国会図書館は全頁のコピーを提供できない(Copy&Copyright Directoryに、面白い記事が掲載されていたので、私もリンク。

文化・著作権を楯にコピーもままならぬ国会図書館なんて!(JanJan)

Copy&Copyright Directoryでも書かれていますが、図書館でコピーができるのは、著作権法第31条による著作権者に対する権利制限があるからです。そして第31条の条文から、図書館が複製して提供できるのは、「図書館資料」のみであり、それは「図書館が持っている資料」のみである、という解釈がなされています。また、この条文の主語は、「図書館等」であり、利用者が勝手に複製できるわけではありません。本来は、利用者が自分で複写するのはダメなのですが(図書館員が求めに応じて一人一部コピーして提供するのが正しい)、それは権利者団体との協議によってどうにかしていることも多いです。またこれは条文のとおり図書館だけの特権で、「図書館等」に入らない施設では、例え本を置いていたとしても、利用者の求めに応じてコピーを取ることはできません。一枚でも複写するには著作権者の許可が必要です。

で、複写ができる「一部分」の部分は、「図書の場合は半分まで」と解釈されているので、国会図書館の言い方は全く間違っていません。しかも国会図書館は非常に厳格に著作権法を適用して、複写は図書館に依頼してコピーする形を取っています(先日行ったときもコピー機は無かったと思います)。当たり前です。国民の代表者である国会が定めた法律(ルール)を、面倒だからとか、時節に合わないとかいう一方的な理由で国会図書館が曲げたりしたら法律としての意味を成さないのです。
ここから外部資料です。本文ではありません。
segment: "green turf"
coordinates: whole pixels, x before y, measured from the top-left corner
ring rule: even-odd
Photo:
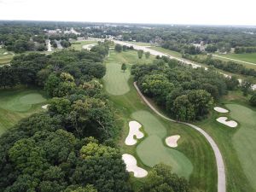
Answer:
[[[201,126],[207,133],[209,133],[209,135],[211,135],[213,140],[218,143],[225,164],[227,176],[227,191],[229,192],[256,192],[256,189],[253,189],[253,184],[250,183],[249,177],[247,176],[247,171],[244,169],[243,162],[241,162],[241,159],[248,158],[248,160],[247,160],[247,161],[245,161],[244,163],[248,163],[249,165],[249,162],[252,162],[252,159],[250,159],[252,157],[252,153],[247,154],[247,156],[241,157],[238,153],[237,146],[234,143],[234,138],[236,138],[236,137],[242,136],[243,134],[249,134],[249,131],[247,131],[247,130],[244,129],[243,125],[243,122],[247,121],[248,119],[246,118],[241,121],[239,120],[241,118],[244,118],[247,115],[247,111],[250,108],[247,104],[247,100],[248,97],[242,96],[241,91],[230,91],[229,95],[224,96],[218,104],[218,106],[223,106],[224,108],[229,108],[230,110],[231,110],[231,108],[230,108],[230,104],[236,104],[236,109],[233,109],[230,113],[225,113],[224,116],[227,116],[229,119],[236,120],[239,123],[239,126],[236,128],[230,128],[217,122],[216,119],[218,117],[224,116],[224,114],[213,110],[211,112],[209,117],[207,119],[196,123],[197,125]],[[240,107],[238,107],[238,105]],[[242,106],[247,106],[247,109]],[[234,113],[237,116],[235,116]],[[241,118],[239,118],[238,116],[241,116]],[[250,115],[248,117],[251,117],[251,120],[253,120],[255,119],[255,113],[253,119],[252,119],[252,116]],[[255,133],[253,134],[255,135]],[[251,135],[248,137],[251,138],[248,140],[249,143],[252,142],[252,137],[253,137],[253,135]],[[242,138],[242,137],[241,137],[241,138]],[[255,142],[253,143],[255,145]],[[240,150],[244,150],[243,153],[248,153],[248,151],[252,149],[252,146],[241,145],[240,146]],[[253,169],[254,168],[251,168],[252,171]]]
[[[166,127],[147,111],[135,112],[131,117],[143,125],[148,136],[137,148],[137,154],[143,163],[150,167],[165,163],[171,166],[179,176],[189,178],[193,166],[183,153],[164,144],[167,136]]]
[[[181,53],[177,52],[177,51],[173,51],[173,50],[169,50],[169,49],[164,49],[162,47],[150,47],[149,49],[153,49],[153,50],[160,51],[160,52],[164,53],[164,54],[167,54],[171,56],[175,56],[175,57],[178,57],[178,58],[182,57]]]
[[[5,49],[0,48],[0,65],[9,63],[14,56],[12,52],[8,51]]]
[[[0,90],[0,135],[20,119],[43,111],[44,92],[31,89]]]
[[[127,41],[127,43],[129,43],[131,44],[139,45],[139,46],[152,46],[152,44],[144,43],[144,42]]]
[[[97,44],[96,41],[77,41],[71,44],[70,49],[73,49],[75,50],[82,50],[83,46],[86,44]]]
[[[127,63],[148,63],[153,61],[154,57],[152,56],[149,61],[143,59],[138,60],[137,51],[127,51],[117,54],[113,51],[110,51],[109,58],[106,60],[107,66],[107,75],[112,73],[110,70],[115,70],[113,67],[108,67],[108,66],[112,65],[113,62],[120,64],[124,61]],[[131,67],[131,65],[129,65]],[[131,67],[128,67],[127,70],[130,70]],[[112,86],[116,86],[119,84],[119,80],[112,81]],[[103,79],[104,88],[107,90],[107,84],[108,84],[108,79]],[[123,82],[125,84],[125,82]],[[123,85],[124,85],[123,84]],[[127,84],[127,82],[125,82]],[[121,153],[127,153],[134,155],[138,160],[137,165],[148,171],[150,170],[149,166],[145,166],[142,160],[140,160],[139,156],[137,154],[137,146],[143,146],[143,141],[146,141],[148,138],[149,134],[154,134],[155,131],[156,135],[160,137],[160,141],[159,143],[160,148],[165,148],[168,152],[166,153],[166,155],[168,155],[168,162],[171,160],[172,162],[177,162],[177,160],[180,158],[182,160],[179,163],[179,167],[184,168],[183,163],[186,162],[189,159],[188,170],[179,172],[178,166],[173,163],[172,168],[175,172],[178,172],[179,174],[184,174],[188,176],[190,166],[192,164],[193,172],[189,175],[189,183],[193,189],[197,191],[202,192],[216,192],[217,191],[217,170],[216,170],[216,162],[214,158],[214,154],[207,142],[207,140],[199,134],[196,131],[191,129],[189,126],[183,125],[172,123],[170,121],[165,120],[162,118],[157,116],[154,112],[148,108],[144,102],[142,102],[140,96],[138,96],[137,90],[133,86],[132,78],[130,77],[128,80],[128,85],[130,90],[124,95],[109,95],[109,98],[113,102],[115,108],[119,111],[121,114],[121,119],[124,121],[124,129],[120,135],[119,140],[119,145],[120,147]],[[107,90],[108,92],[108,90]],[[144,115],[142,115],[143,113]],[[136,114],[137,117],[134,115]],[[141,115],[139,115],[141,114]],[[125,144],[125,140],[128,135],[129,125],[128,123],[131,120],[137,120],[141,122],[143,125],[143,130],[145,133],[145,137],[143,139],[138,140],[138,143],[135,146],[126,146]],[[181,136],[181,138],[178,141],[178,146],[171,150],[169,148],[165,147],[165,142],[162,139],[167,136],[178,134]],[[150,136],[149,136],[150,137]],[[150,150],[150,149],[149,149]],[[172,153],[172,156],[170,154]],[[182,155],[178,155],[178,154]],[[190,164],[190,165],[191,165]],[[131,174],[132,175],[132,174]],[[137,189],[139,186],[144,182],[144,178],[135,178],[131,177],[132,186],[135,189]]]
[[[232,137],[244,172],[256,189],[256,112],[241,105],[227,104],[230,117],[240,124]]]
[[[127,80],[130,77],[129,72],[121,71],[121,65],[113,61],[107,65],[109,71],[104,77],[106,90],[112,95],[123,95],[130,90]]]

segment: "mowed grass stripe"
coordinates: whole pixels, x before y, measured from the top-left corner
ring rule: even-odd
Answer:
[[[240,124],[232,138],[245,174],[256,190],[256,112],[238,104],[227,104],[230,117]]]

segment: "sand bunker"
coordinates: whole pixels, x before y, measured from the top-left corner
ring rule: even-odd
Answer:
[[[144,177],[148,175],[148,172],[137,166],[137,160],[129,154],[124,154],[122,159],[126,164],[126,170],[129,172],[134,172],[135,177]]]
[[[169,147],[176,148],[177,146],[177,142],[179,138],[179,135],[171,136],[166,138],[166,143]]]
[[[219,108],[219,107],[215,107],[214,110],[218,112],[218,113],[223,113],[229,112],[229,110],[227,110],[225,108]]]
[[[230,127],[236,127],[237,126],[237,123],[235,120],[228,120],[227,117],[219,117],[216,120],[221,124],[224,124],[227,126]]]
[[[126,145],[134,145],[137,143],[137,139],[134,138],[136,137],[137,139],[143,138],[144,134],[139,130],[142,127],[138,122],[133,120],[129,122],[129,134],[125,139]]]
[[[43,106],[42,106],[42,108],[47,109],[47,108],[48,108],[48,106],[49,106],[49,104],[47,104],[47,105],[43,105]]]

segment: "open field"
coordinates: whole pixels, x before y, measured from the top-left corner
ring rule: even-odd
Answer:
[[[226,166],[229,192],[256,191],[255,153],[253,152],[256,146],[256,115],[255,110],[247,107],[247,99],[241,92],[230,91],[220,101],[230,111],[224,116],[238,122],[236,128],[217,122],[216,119],[224,114],[213,110],[207,119],[196,123],[218,144]]]
[[[167,55],[172,55],[172,56],[175,56],[175,57],[177,57],[177,58],[182,58],[182,54],[181,53],[177,52],[177,51],[173,51],[173,50],[169,50],[169,49],[164,49],[162,47],[149,47],[149,49],[153,49],[153,50],[160,51],[160,52],[164,53],[164,54],[167,54]]]
[[[9,63],[13,57],[13,53],[9,52],[5,49],[0,48],[0,65]]]
[[[0,135],[22,118],[42,111],[44,92],[32,89],[0,90]]]
[[[235,62],[237,62],[237,63],[240,63],[240,64],[243,65],[244,67],[246,67],[247,68],[256,69],[256,53],[251,53],[251,54],[247,54],[247,53],[245,53],[245,54],[225,54],[225,55],[217,54],[216,55],[220,56],[220,57],[218,57],[218,56],[213,55],[213,57],[215,57],[216,59],[219,59],[219,60],[222,60],[222,61],[235,61]],[[230,60],[230,59],[237,60],[237,61],[232,61],[232,60]],[[245,62],[240,62],[239,61],[245,61],[245,62],[250,62],[252,64],[245,63]]]
[[[97,44],[96,41],[77,41],[71,44],[70,49],[73,49],[75,50],[82,50],[83,46],[86,44]]]
[[[153,46],[152,44],[144,43],[144,42],[134,42],[134,41],[126,41],[126,42],[131,44],[140,45],[140,46]]]
[[[230,117],[240,123],[232,137],[234,147],[244,172],[256,189],[256,112],[238,104],[227,104]]]
[[[120,69],[121,63],[124,61],[128,64],[141,63],[142,61],[137,59],[137,51],[119,54],[111,51],[109,57],[105,61],[107,76],[108,73],[113,73],[111,71],[115,70],[112,66],[113,63],[115,63],[113,65]],[[128,65],[127,73],[130,68],[131,66]],[[121,74],[126,75],[120,70],[118,71],[119,71],[120,74],[117,77],[121,77]],[[119,79],[112,81],[106,78],[103,79],[107,92],[109,91],[108,91],[108,86],[122,87],[128,84],[130,88],[130,90],[123,95],[114,96],[109,94],[110,99],[113,102],[114,107],[122,114],[122,119],[125,122],[123,132],[119,142],[121,152],[136,157],[138,166],[148,171],[150,170],[150,166],[155,162],[166,160],[166,163],[172,165],[172,169],[177,173],[189,177],[189,183],[194,189],[199,189],[200,191],[205,192],[216,192],[217,170],[215,158],[210,145],[204,137],[186,125],[171,123],[155,115],[142,102],[132,84],[132,78],[129,77],[129,79],[127,78],[125,79],[126,82],[119,80]],[[129,132],[128,123],[131,120],[137,120],[143,125],[145,137],[139,139],[137,145],[126,146],[125,140]],[[166,145],[165,138],[175,134],[180,135],[181,138],[178,141],[178,146],[174,149]],[[154,153],[150,152],[152,141],[157,143],[154,146],[154,151],[157,153],[156,157],[154,157],[155,154]],[[141,153],[140,150],[143,150],[143,153]],[[152,155],[152,161],[148,163],[146,157],[150,154]],[[133,177],[131,177],[131,180],[135,189],[144,181],[143,178],[137,179]]]

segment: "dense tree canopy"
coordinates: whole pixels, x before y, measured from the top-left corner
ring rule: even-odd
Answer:
[[[142,92],[178,120],[204,117],[213,101],[227,92],[226,79],[213,69],[194,69],[167,57],[151,65],[135,65],[131,73]]]

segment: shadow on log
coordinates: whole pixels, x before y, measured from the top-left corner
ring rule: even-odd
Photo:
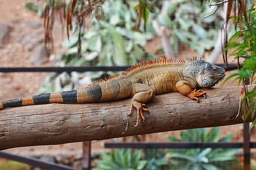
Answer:
[[[251,90],[255,86],[248,86]],[[145,122],[127,115],[131,99],[87,104],[50,104],[0,110],[0,150],[25,146],[101,140],[241,124],[235,120],[241,86],[207,91],[196,103],[180,93],[156,95],[146,104]],[[249,118],[247,122],[251,122]]]

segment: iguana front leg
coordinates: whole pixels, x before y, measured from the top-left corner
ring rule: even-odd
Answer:
[[[176,88],[179,91],[184,95],[187,96],[191,99],[195,99],[197,102],[199,101],[199,99],[197,98],[203,95],[206,96],[206,93],[200,92],[201,90],[197,91],[197,89],[192,90],[193,88],[190,83],[186,81],[180,81],[176,83]]]
[[[145,120],[145,117],[142,114],[142,110],[148,111],[143,107],[145,106],[144,103],[150,100],[155,96],[155,91],[150,86],[143,84],[135,83],[133,86],[133,93],[134,96],[131,101],[131,109],[129,115],[132,113],[133,107],[137,109],[137,122],[135,127],[139,126],[140,114],[141,117]]]

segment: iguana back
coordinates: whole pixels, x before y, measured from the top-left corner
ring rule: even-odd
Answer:
[[[108,79],[94,82],[77,90],[53,92],[20,99],[10,100],[0,104],[0,109],[31,105],[52,103],[92,103],[117,100],[133,97],[133,106],[143,119],[142,110],[144,103],[155,94],[180,91],[192,99],[205,95],[197,88],[210,88],[225,76],[225,70],[220,67],[193,57],[189,60],[164,58],[159,60],[148,60],[134,65],[126,72],[110,76]]]

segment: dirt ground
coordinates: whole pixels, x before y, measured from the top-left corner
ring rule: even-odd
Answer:
[[[35,58],[33,49],[36,47],[33,45],[39,45],[43,43],[38,40],[44,38],[44,19],[39,17],[36,12],[29,11],[25,8],[26,2],[36,1],[0,0],[0,23],[8,25],[11,28],[9,38],[5,45],[0,48],[1,67],[37,66],[32,63]],[[56,19],[54,29],[54,50],[50,57],[50,60],[41,64],[40,66],[54,66],[56,58],[62,52],[67,51],[61,46],[63,38],[60,22],[58,17]],[[30,38],[27,39],[27,37],[30,37],[31,39],[33,39],[31,37],[35,37],[33,39],[36,39],[35,43],[32,42],[32,42],[29,42]],[[156,39],[155,42],[152,42],[152,46],[159,42],[159,40]],[[188,51],[183,55],[190,56],[191,53],[191,51]],[[221,59],[220,59],[219,62],[221,61]],[[44,78],[49,74],[47,72],[0,73],[0,101],[34,95],[38,90]],[[237,85],[236,83],[232,84],[234,86]],[[228,84],[226,84],[225,86],[227,85]],[[224,136],[233,134],[233,141],[242,141],[242,125],[222,127],[221,135]],[[167,136],[170,135],[178,136],[180,133],[179,131],[176,131],[146,135],[146,141],[167,141]],[[254,133],[252,134],[251,138],[252,141],[255,140]],[[93,154],[100,153],[104,149],[104,142],[113,140],[118,139],[93,141],[92,153]],[[59,153],[77,155],[82,154],[82,143],[24,147],[7,150],[6,151],[25,156],[40,155],[46,153],[50,155]]]

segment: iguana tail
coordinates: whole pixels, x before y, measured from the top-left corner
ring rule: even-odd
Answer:
[[[130,96],[132,90],[132,86],[130,90],[127,88],[129,85],[126,86],[126,88],[120,87],[120,84],[124,83],[122,79],[102,81],[77,90],[49,93],[9,100],[1,103],[0,109],[53,103],[92,103],[124,99]]]

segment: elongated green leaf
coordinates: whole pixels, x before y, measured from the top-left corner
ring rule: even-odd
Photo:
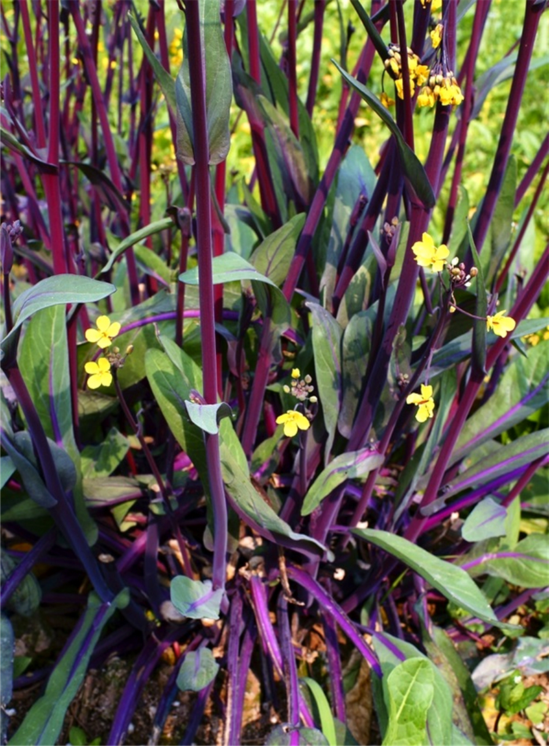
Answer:
[[[342,398],[341,339],[343,330],[332,314],[318,303],[311,301],[305,304],[312,316],[316,385],[322,404],[324,424],[328,433],[325,447],[327,461],[336,435]]]
[[[482,591],[462,568],[389,531],[362,528],[354,529],[353,533],[397,557],[447,598],[479,619],[502,628],[508,626],[499,621]]]
[[[13,353],[12,344],[19,339],[19,327],[37,311],[67,303],[93,303],[116,289],[110,283],[98,282],[81,275],[55,275],[40,280],[22,292],[13,304],[13,326],[1,341],[2,351]]]
[[[480,569],[489,575],[503,577],[522,588],[543,588],[549,577],[549,543],[542,533],[530,533],[517,544],[507,557],[494,557]]]
[[[435,693],[428,660],[409,658],[387,677],[389,724],[383,746],[423,746],[427,742],[427,715]]]
[[[145,57],[151,63],[151,67],[152,67],[157,82],[162,89],[162,93],[164,94],[164,98],[168,102],[168,106],[172,110],[172,113],[175,116],[178,110],[175,102],[175,81],[168,71],[164,69],[160,60],[148,46],[148,43],[145,38],[143,32],[141,31],[141,27],[131,13],[128,13],[128,20],[130,22],[131,28],[134,29],[135,35],[139,40]]]
[[[115,250],[109,257],[107,264],[105,264],[101,272],[95,276],[98,277],[99,275],[103,275],[105,272],[107,272],[116,261],[118,257],[122,256],[122,254],[130,248],[131,246],[134,246],[136,243],[143,241],[145,238],[148,238],[149,236],[154,236],[154,233],[160,233],[161,231],[166,231],[167,228],[173,228],[173,225],[174,222],[172,218],[162,218],[161,220],[156,220],[154,223],[149,223],[148,225],[145,225],[144,228],[139,228],[139,231],[136,231],[135,233],[131,233],[127,236],[127,238],[125,238],[123,241],[121,241],[118,246],[116,246]]]
[[[208,122],[210,163],[220,163],[229,151],[229,114],[233,98],[230,64],[219,19],[219,0],[197,0],[200,13],[201,48],[206,75],[206,116]],[[175,81],[178,116],[178,157],[195,163],[189,72],[189,40],[183,37],[183,65]]]
[[[380,466],[385,457],[371,448],[341,454],[330,461],[309,488],[301,507],[301,515],[308,515],[322,500],[345,480],[365,477]]]
[[[385,108],[379,98],[377,96],[374,96],[366,86],[363,86],[362,83],[360,83],[357,80],[356,78],[354,78],[352,75],[350,75],[348,72],[346,72],[342,67],[340,67],[339,65],[338,65],[335,60],[332,60],[332,62],[349,85],[354,88],[354,90],[360,94],[363,99],[366,101],[370,107],[371,107],[382,122],[387,125],[391,134],[394,135],[396,140],[398,152],[400,153],[401,160],[402,161],[402,166],[404,169],[404,173],[410,181],[410,186],[426,207],[430,208],[434,207],[435,195],[433,192],[433,187],[431,186],[429,179],[427,177],[427,174],[425,173],[425,169],[421,165],[421,163],[415,153],[414,153],[407,142],[404,140],[404,138],[402,137],[402,133],[398,128],[396,122],[395,122],[392,116],[391,116],[391,114]]]
[[[494,453],[481,458],[466,471],[451,480],[446,486],[448,489],[445,489],[442,502],[462,489],[482,484],[486,475],[489,474],[490,479],[495,479],[540,458],[547,453],[548,439],[549,427],[545,427],[535,433],[523,435],[521,438],[517,438],[507,445],[500,445]],[[436,508],[433,507],[435,504],[437,505]],[[435,501],[425,510],[424,515],[436,513],[439,504],[439,500]]]
[[[125,591],[111,604],[101,604],[90,594],[80,627],[50,675],[45,694],[31,707],[9,746],[51,746],[57,742],[65,713],[84,680],[103,627],[116,608],[127,602]]]
[[[257,272],[277,287],[283,284],[288,275],[295,245],[304,222],[304,213],[295,215],[287,223],[262,241],[250,257],[250,262]]]
[[[330,703],[324,689],[318,681],[315,681],[314,679],[311,679],[308,676],[304,676],[299,680],[307,684],[314,697],[320,715],[321,727],[322,733],[326,736],[326,740],[330,746],[337,746],[335,718],[332,715]]]
[[[212,581],[193,580],[178,575],[170,585],[172,603],[189,619],[219,619],[223,589],[212,589]]]
[[[178,686],[182,692],[201,692],[217,676],[219,664],[209,648],[199,648],[185,654],[178,674]]]
[[[236,444],[233,444],[236,447]],[[323,553],[324,548],[314,539],[292,531],[287,523],[278,516],[271,506],[263,499],[250,481],[248,471],[242,467],[242,460],[236,459],[231,451],[221,443],[221,466],[227,492],[233,498],[235,510],[246,519],[248,518],[260,530],[276,534],[279,543],[297,551],[307,554]],[[242,446],[240,446],[242,450]]]

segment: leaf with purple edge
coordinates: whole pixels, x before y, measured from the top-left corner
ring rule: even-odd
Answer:
[[[346,480],[367,476],[384,460],[383,454],[369,447],[336,456],[309,488],[301,507],[301,515],[313,513],[325,497]]]
[[[181,692],[201,692],[217,676],[219,664],[209,648],[199,648],[185,655],[178,674],[177,683]]]
[[[492,498],[486,498],[465,519],[461,535],[466,542],[481,542],[494,536],[504,536],[507,511]]]
[[[379,98],[374,95],[366,86],[359,82],[356,78],[350,75],[342,67],[340,67],[335,60],[332,60],[332,62],[349,85],[360,94],[362,98],[374,110],[382,122],[387,125],[391,134],[394,135],[396,140],[405,177],[409,181],[410,185],[426,207],[433,207],[435,204],[435,195],[433,192],[433,187],[425,173],[425,169],[421,165],[419,158],[418,158],[415,153],[414,153],[402,137],[402,133],[398,128],[396,122]]]
[[[462,568],[441,560],[407,539],[389,531],[357,528],[353,530],[353,533],[397,557],[440,591],[446,598],[474,616],[502,629],[515,628],[514,625],[505,624],[498,619],[480,589]]]
[[[222,598],[223,589],[214,591],[211,580],[202,582],[177,575],[170,585],[172,603],[180,613],[190,619],[219,619]]]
結構この「半分までコピー」は、勘違いしてる人も多いのです。法律のことを分かっていながら夫婦で前半後半という半分づつをコピーしようとする猛者もいるらしいですが、先日学生さんから「半分までコピーで取り寄せできました!ありがとうございます。で、後半はいつになったらコピーできますか?」と本気で聞いてきた子がいました。半分までコピーできるの意味を「手間がかかるから半分まで」だと勘違いしていたようなのです。あるいは時間を置けばバレないだろう、と思う人もいるようですが、甘いです。「図書を半分までコピー」という依頼は、「そこまで読みたいから」ではなく、「著作権法の制限があるから」という理由が多いのです。図書館ではそういう依頼をしばしば受けるので、当然「前半を」「後半を」という依頼があれば、過去の記録をチェックします。前述の夫婦で・・・というのも、「こんな人がいる」というコラムで書かれていました。

図書館も著作権法に縛られているのです。著作権を楯に何かをしてるわけではありません。著作権法はインターネットどころか、複写機も普及していなかった時代の法律で、複製だの公衆送信だのの部分は、権利者の権利を守ろうとするあまりに、利用者の利便性を大きく損なっていることは否定できません。これって本当に権利者の利益になってるのか?単に利用者の権利を損なってるだけじゃないのか?と思うことがあれば、どんどん声をあげた方が良いと思います。今、著作権法に関する「文化審議会著作権分科会法制問題小委員会中間まとめ」に関する意見募集が行われていますから、是非送ってみたらどうでしょうね。